Ellipse x2/a2+y2/B2 =1(a > b >; The left and right focal points of 0) are F 1, F2, and the focal length is 2. The straight line passing through F 1 intersects the ellipse at b and d, and the circumference of ⊿F2BD is 4 √ 3.

(1) Find the elliptic equation; (2) judging whether1| f1b |+1| f1d | is a fixed value, and if so, finding a fixed value;

(3) Make a straight line ⊥BD cross ellipse at A and C, and set the area of the quadrangle obtained by connecting four intersection points counterclockwise as S to find the value range of S. ..

For reference only, please see 1, 3 questions to ensure the correct thinking, because there are inevitably mistakes in the deduction process.

(1) Analysis: According to the definition of ellipse, 4a = 4 √ 3 and c= 1.

∴a=√3,b=√(3- 1)= √2

The elliptic equation is: x 2/3+y 2/2 =1.

(2) Analysis: Let B(x 1, y 1) and D(x2, y2).

When that slope of the straight line BD doe not exist

x 1 = x2 =- 1； y 1 =-2√3/3； y2=2√3/3

1/| f 1B |+ 1/| f 1D | = 2/(2√3/3)=√3

When that slope of the straight line BD exist

Let BD equation be y=k(x+ 1)

Substituting into the elliptic arrangement, we get (2+3k 2) x 2+6k 2x+3k 2-6 = 0.

Vieta theorem: x 1+x2 =-6k 2/(2+3k 2), x 1x2 = (3k 2-6)/(2+3k 2).

1/|f 1b|+ 1/|f 1d|= 1/√[(x 1+ 1)^2+y 1^2]+ 1/√[(x2+ 1)^2+y2^2]
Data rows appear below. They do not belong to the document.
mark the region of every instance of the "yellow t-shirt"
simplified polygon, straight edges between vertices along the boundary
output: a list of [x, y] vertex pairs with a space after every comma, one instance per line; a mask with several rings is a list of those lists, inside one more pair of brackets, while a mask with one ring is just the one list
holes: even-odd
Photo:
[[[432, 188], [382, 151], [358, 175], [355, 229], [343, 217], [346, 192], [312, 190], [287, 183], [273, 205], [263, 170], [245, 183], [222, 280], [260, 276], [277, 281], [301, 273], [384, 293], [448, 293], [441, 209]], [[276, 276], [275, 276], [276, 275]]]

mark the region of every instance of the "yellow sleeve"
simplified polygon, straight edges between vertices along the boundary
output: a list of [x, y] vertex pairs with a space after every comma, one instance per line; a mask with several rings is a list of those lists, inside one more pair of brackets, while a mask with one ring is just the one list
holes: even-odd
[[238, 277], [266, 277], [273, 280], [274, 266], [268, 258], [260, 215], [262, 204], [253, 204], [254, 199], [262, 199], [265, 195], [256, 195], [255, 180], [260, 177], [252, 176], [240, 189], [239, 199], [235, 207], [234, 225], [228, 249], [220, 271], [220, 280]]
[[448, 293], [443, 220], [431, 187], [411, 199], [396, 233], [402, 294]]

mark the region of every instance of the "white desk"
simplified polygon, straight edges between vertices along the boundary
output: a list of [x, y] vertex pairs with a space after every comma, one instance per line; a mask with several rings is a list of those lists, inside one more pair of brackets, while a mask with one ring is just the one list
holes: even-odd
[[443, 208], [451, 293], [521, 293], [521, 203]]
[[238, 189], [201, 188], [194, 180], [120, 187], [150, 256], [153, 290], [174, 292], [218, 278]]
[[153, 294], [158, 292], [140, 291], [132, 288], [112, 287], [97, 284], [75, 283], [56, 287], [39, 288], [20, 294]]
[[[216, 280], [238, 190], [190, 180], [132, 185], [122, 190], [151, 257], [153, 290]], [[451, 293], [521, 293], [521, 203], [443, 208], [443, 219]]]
= 1/√( 1+k^2)( 1/|x 1+ 1|+ 1/|x2+ 1|)

= 1/√( 1+k^2)(|x 1-x2|/|x 1x2+x 1+x2+ 1|

= 1/√( 1+k^2)*4√(3k^2+3)/4=√3

∴ 1/|f 1b|+ 1/|f 1d|=√3

③ Analysis: ∵AC⊥BD

|bd|=√[(x 1-x2)^2+(y 1-y2)^2]

When that slope of the straight line BD doe not exist

x 1 = x2 =- 1； y 1 =-2√3/3； y2=2√3/3

|BD|=y2-y 1=4√3/3

At this time |AC| is the long axis 2√3.

s = 1/2 | BD | * | AC | = 1/2 * 4√3/3 * 2√3 = 4

When that slope of the straight line BD exist

Let BD equation be y=k(x+ 1)

Substituting into the elliptic arrangement, we get (2+3k 2) x 2+6k 2x+3k 2-6 = 0.

Vieta theorem: x 1+x2 =-6k 2/(2+3k 2), x 1x2 = (3k 2-6)/(2+3k 2).

(x 1-x2)^2=( x 1+x2)^2-4x 1x2=48(k^2+ 1)/(2+3k^2)^2

(y 1-y2)^2=k^2(x 1-x2)^2

|bd|^2=( 1+k^2)(x 1-x2)^2

= = & gt|bd|=√( 1+k^2)* 4√[3(k^2+ 1)]/(2+3k^2)=4√3(k^2+ 1)/(2+3k^2)

The AC equation is y=- 1/k(x- 1).

Substituting into the ellipse gives (2+3/k 2) x 2-6/k 2x+3/k 2-6 = 0.

= = & gt(2k^2+3)x^2-6x+3-6k^2=0

Vieta theorem: x3+x4 = 6/(2k 2+3), x3x4 = (3-6k 2)/(2k 2+3).

(x3-x4)^2=( x3+x4)^2-4x3x4=48k^2(k^2+ 1)/(2k^2+3)^2

(y3-y4)^2=(x3-x4)^2/k^2

|ac|^2=( 1+ 1/k^2)(x3-x4)^2

= = & gt|ac|=√( 1+ 1/k^2)* 4k√[3(k^2+ 1)]/(2k^2+3)=4√3(k^2+ 1)/(2k^2+3)

s= 1/2|bd|*|ac|= 1/2*4√3(k^2+ 1)/(2+3k^2)* 4√3(k^2+ 1)/(2k^2+3)

=24(k^2+ 1)^2/(6k^4+ 13k^2+6)

=24/(6+k^2/( 1+k^2)^2)

When k = 1, the minimum value of s is 96/25.

When k=0 or does not exist, s takes the maximum value of 4.